While the National Security Agency’s US Prism surveillance system peeking into the private lives of millions of cyberiites has drwn flak, what is less known is the extensive secret domestic surveillance carried by Indian intelligence agencies. Though it is quite disturbing to note that India was the fifth most surveyed country under the Prism project, India’s cyber population has been under the lens for well over a decade now.
Indian intelligence agencies such as the National Security Council Secretariat (NSCS), Intelligence Bureau (IB), Research and Analysis Wing (RAW), National Technical Research Organisation (NTRO), Defence Research and Development Organisation (DRDO), Indian Computer Emergency Response Team (CERT-In) along with Army, Navy and Air Force units have been keeping a close tab on the growing Internet and mobile traffic for quite some time now. “In fact, monitoring of websites, Internet content and interception of mobile calls, etc., has been on as early as 1999,” said a senior IB officer.
Internet traffic in the country is reported to be of the order of 4,800 giga bytes, equivalent of zillions of calls and e-mails. Of this, 66 per cent is through mobile phones with data connection. It is estimated that there are over 350 million Internet users and 150 million broadband users in the country.
“We have been keeping a watch on the millions of phone and Internet users in the country with special focus on people who post anti-government content on the net. We already have a good surveillance in place so much so that we can easily track the name, location and even occupation of such folks,” said the IB officer.

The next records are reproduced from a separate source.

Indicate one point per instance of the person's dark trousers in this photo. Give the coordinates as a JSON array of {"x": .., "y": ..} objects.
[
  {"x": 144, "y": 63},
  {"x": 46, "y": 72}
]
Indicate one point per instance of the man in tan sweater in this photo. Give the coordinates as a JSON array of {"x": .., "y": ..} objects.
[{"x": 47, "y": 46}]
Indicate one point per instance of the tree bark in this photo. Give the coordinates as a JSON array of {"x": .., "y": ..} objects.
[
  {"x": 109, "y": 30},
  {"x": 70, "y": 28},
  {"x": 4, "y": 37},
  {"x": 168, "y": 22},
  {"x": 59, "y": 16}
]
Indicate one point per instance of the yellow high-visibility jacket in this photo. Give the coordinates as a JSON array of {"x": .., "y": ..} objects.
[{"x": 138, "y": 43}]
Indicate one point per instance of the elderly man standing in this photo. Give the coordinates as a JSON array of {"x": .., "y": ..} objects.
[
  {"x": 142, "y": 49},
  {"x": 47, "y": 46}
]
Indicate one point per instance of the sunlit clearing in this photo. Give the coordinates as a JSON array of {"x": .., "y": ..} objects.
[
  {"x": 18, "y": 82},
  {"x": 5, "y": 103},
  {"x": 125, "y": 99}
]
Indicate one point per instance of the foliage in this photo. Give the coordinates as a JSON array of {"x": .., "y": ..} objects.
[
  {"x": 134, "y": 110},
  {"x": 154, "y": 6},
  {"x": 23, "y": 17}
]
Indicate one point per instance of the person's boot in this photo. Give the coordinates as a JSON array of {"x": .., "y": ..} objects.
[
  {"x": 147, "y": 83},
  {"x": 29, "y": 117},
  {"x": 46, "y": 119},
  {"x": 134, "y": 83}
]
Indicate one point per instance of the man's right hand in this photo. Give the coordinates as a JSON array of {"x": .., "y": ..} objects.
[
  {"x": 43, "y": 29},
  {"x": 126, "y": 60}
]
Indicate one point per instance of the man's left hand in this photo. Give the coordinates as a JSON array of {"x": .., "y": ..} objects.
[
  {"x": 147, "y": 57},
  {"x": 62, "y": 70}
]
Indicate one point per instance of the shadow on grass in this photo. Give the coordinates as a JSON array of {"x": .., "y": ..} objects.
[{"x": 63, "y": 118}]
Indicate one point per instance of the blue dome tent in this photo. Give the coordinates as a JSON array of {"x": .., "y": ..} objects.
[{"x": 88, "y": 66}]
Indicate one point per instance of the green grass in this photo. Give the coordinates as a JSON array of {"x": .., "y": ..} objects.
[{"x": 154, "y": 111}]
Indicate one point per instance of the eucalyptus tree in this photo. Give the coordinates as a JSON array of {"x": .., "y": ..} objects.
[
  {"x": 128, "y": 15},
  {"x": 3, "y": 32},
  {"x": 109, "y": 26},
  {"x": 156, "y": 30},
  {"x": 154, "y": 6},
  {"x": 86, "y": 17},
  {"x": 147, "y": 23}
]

Use of network sniffers in telecom structures has been in practice for a long time now, averred senior telecom officials. Sniffers, also called network analysers, are computer hardware devices with appropriate software or firmware programming that can intercept and log traffic passing over a digital network. These snoops examine network traffic, making a copy of the data but without redirecting or altering it.
“Security agencies can intercept all calls, e-mails and all communication over broadband network with sniffers and the data can be automatically copied in police nodes without the user’s knowledge,” confirmed an ISP service provider on condition of anonymity. “But not all traffic is intercepted. Currently, sniffers intercept based on pre-recorded keywords which automatically copy the data on to servers of security agencies,” he added.
This apart, cyber Indians are also under the constant threat of Bot infections. Bot-infected computers, or bots, are programs that are covertly installed on a user’s machine in order to allow an attacker to control the targeted system remotely through a communication channel. These channels allow the remote attacker to control a large number of compromised computers which can then be used to launch coordinated attacks.
A recent Symantec Internet Security Threat Report revealed that India has seen a 280 per cent increase in Bot infections and accounts for nearly 15 per cent of global Bot-net spams. “While India continues to rank high in the list for even the most basic threats, this year’s ISTR shows a clear focus among cyber criminals to target individuals, systems and organisations where the highest profits can be made,” said Mr Anand Naik, managing director-sales, India & SAARC, Symantec.
But the irony is Indian espionage is nascent, compared to the major global league with basic inherent flaws such as vulnerable government websites that can be easily hacked, a classic example being the recent hacking of CBSE sites to access class 12 board exam details by an Indian student at Cornell University.
Unless a communication is intercepted, the nature of the data being a national threat or not cannot be found. But questions are being raised about what is the guarantee that when the data of a good guy is compromised, it would not be misused.
“You need to achieve a balance between privacy and security,” said J. Prasanna, founder of Cyber Security and Privacy Foundation.
With a view to safeguarding data security of Indian cyber users, the foundation has decided to release a new asymmetric encryption software called Krypto.
“The open-source project would be made available free to all users to ensure secure encrypted communication across computers,” he said. However, decryption programmes would also be made available to intelligence agencies on request but only if there is a court order.
“Technology should be governed by legal mechanisms,” he added.